I suppose you will be getting ready for New Year's celebrations. Was Bill home for Christmas? I guess you would always have a big crowd during Christmas and New Year's. I got Maud's papers and also the Teeswater News are coming along OK and the last I got was December 9th. Where did you get the idea that I got those clogs while scouting for wounded in Ypres? When I was up there I was scouting for firewood etc. We used to have to depend on that place for our firewood to supply our cookhouse and huts; also that was where we got the stones for the huts. That was how I got access to the houses hunting for stones and pipes etc. I got those boots in another village though, made on the premises.

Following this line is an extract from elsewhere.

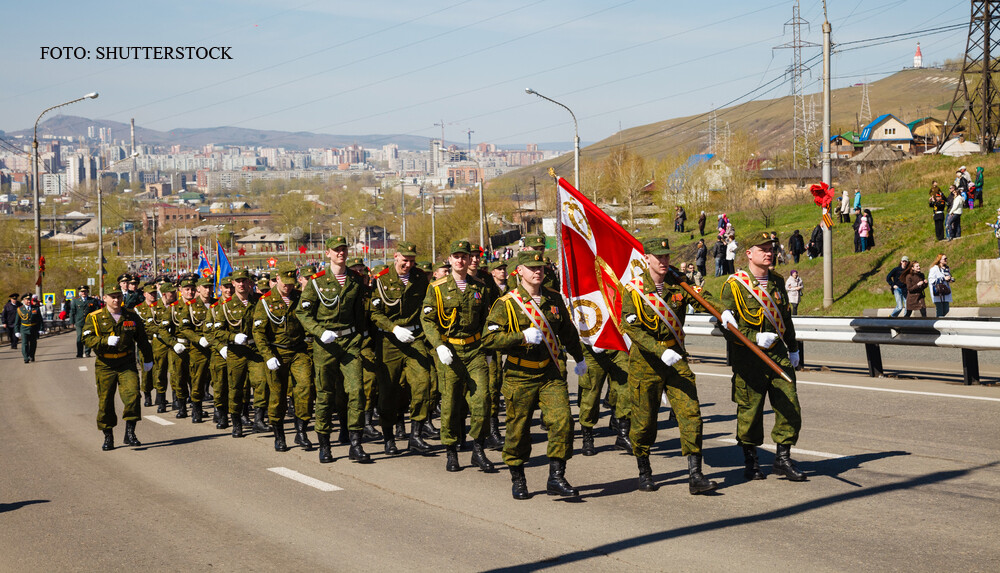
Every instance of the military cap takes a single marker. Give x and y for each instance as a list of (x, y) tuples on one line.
[(406, 248), (287, 273), (656, 246), (337, 241), (757, 238), (530, 258), (461, 246)]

I guess you will be wondering what kind of a time I had at Christmas. Well, I was sick all day and things were not very bright. But we had a fairly decent day all the same. A Christmas stocking was given each patient in the morning from The Toronto Patriotic League and then we got a turkey dinner with a Victrola concert in the afternoon. Mrs. Rumble's parcel came Christmas night and was transferred to D.R.S. on Sunday morning and came over here on Tuesday morning. On the car I came over here on last Tuesday, Charlie Scott a member of "B" section came along and was on his way to Canada. He is going on with three others to finish their courses in medicine and come out with commission in R.A.M.C. when they get their degrees M.B. (M.D. ?). The others are Bill Scott, Walter Barnes and Harold Irvine who was in London with me. I told Charles Scott, who is son of Rev. Dr. Scott of Toronto, to phone Orville when he gets there. I had no chance to see any of the other fellows before they left.

I didn't get time to finish this last night so we will try and get it away on the mail tonight. I am off the latrines (?) job and I'm holding down the desk today. I hope I'll get a chance to catch up with my correspondence here. I think I'll stop trying to write to very many and confine myself to about two or three letters a week. A whizbang will have to do any others that want to hear from me.

I just got out of the hospital in Bailleul (?) in time, as the village was shelled on Wednesday and over 100 shells were dropped around the village. One fell about 50 yards from the front of the hospital. There were 18 casualties but only three killed, 2 soldiers and a civilian. None of our boys were hurt. P.P.C.S.I. were just marching through at the time and had to lie in the ditches for a couple of hours.

Things are pretty quiet here now however after the big cannonade (?) we had the Sunday and Monday preceding Christmas. It was north of our lines and none of our brigade was hurt except that the gas the Germans sent over, drifted over part of the line. We were coughing away back at the hospital and were getting pretty husky throats before it cleared away. It was not bad enough back where we were for us to put on our helmets, but up at the front line they had to use theirs and they say they worked like a charm. When the Germans started to charge behind their gas, they didn't get a hundred men over their parapet. The artillery had the range perfectly and just blew them back - and up - so quickly that it was the only attempt they made to come over. Our guns kept at them though and from all accounts will take some few work parties to make their trenches habitable again.

Be sure and write soon and tell me all about your Christmas etc.

Your loving son,


  1. I'm always amazed by the juxtaposition of the homey domestic details smack up against the death and trauma. I guess that's youth, and the necessity to compartmentalize during war.

  2. Also shows how the horrors of war become normalized, a day to day occurance. Thanks for commenting Mary!